Program Structure

Module 1: Why Satellites Matter for Climate and Disasters

• Earth observation as a “global sensor network”: coverage, consistency, and repeatability.
• Climate monitoring vs disaster response: long-term trends vs rapid situational awareness.
• Key use cases: drought, heatwaves, floods, wildfires, cyclones, coastal change.
• What satellites can’t do alone: ground truthing and local context needs.

Module 2: Satellite Basics (Orbits, Swaths, and Revisit)

• Orbit types: LEO vs GEO and what each is good for (overview).
• Revisit time and temporal resolution: why “how often” matters.
• Spatial resolution vs coverage trade-off: city-scale vs regional/global monitoring.
• Sensor footprints, swaths, and mosaicking concepts.
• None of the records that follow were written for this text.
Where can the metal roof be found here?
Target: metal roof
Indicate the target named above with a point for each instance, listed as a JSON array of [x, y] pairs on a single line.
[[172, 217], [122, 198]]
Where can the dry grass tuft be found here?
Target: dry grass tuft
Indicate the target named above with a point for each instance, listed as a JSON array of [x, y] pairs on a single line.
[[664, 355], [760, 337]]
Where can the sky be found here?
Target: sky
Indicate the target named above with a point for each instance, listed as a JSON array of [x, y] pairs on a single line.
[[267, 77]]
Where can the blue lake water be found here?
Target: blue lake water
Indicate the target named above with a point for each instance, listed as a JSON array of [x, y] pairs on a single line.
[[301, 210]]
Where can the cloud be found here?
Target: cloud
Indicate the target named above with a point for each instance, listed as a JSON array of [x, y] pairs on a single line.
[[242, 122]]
Module 3: Sensors and What They Measure

• Optical imaging: land cover, vegetation, water, and visible impacts.
• Thermal sensing: land surface temperature and heat stress indicators.
• Microwave sensing: precipitation and soil moisture concepts (overview).
• Radar (SAR): imaging through clouds/smoke and day-night capability.
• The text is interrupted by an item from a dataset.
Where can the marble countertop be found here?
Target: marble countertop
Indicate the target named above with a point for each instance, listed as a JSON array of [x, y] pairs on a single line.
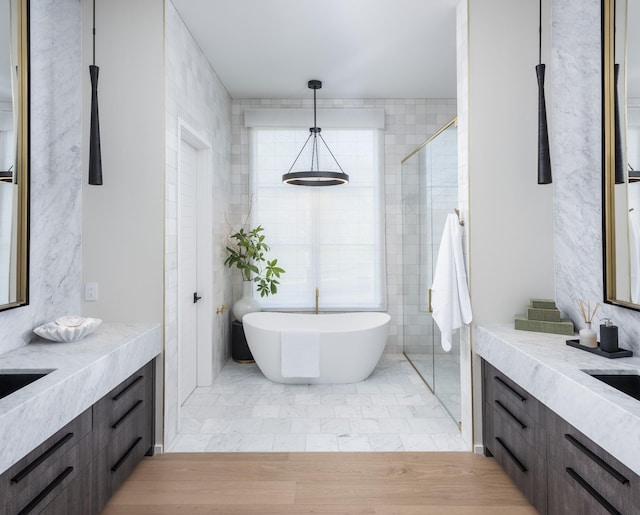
[[83, 372], [554, 373]]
Module 4: Resolution, Calibration, and Data Quality

• Spatial, temporal, spectral, and radiometric resolution—simple interpretation.
• Atmospheric effects and clouds: why preprocessing matters.
• Georeferencing basics: aligning layers correctly for mapping.
• Uncertainty and error sources: how to communicate confidence responsibly.

Module 5: Satellite Products for Climate Monitoring

• Vegetation and drought indicators: NDVI/EVI concepts and anomaly mapping.
• Land surface temperature and urban heat island monitoring.
• Snow/ice and water resources: seasonal monitoring concepts.
• Sea level/coastal change overview: shoreline change and storm surge context.

Module 6: Flood Monitoring and Rapid Mapping

• Flood extent mapping: optical vs SAR approaches and when to use each.
• Pre-event and post-event comparison: change detection concept.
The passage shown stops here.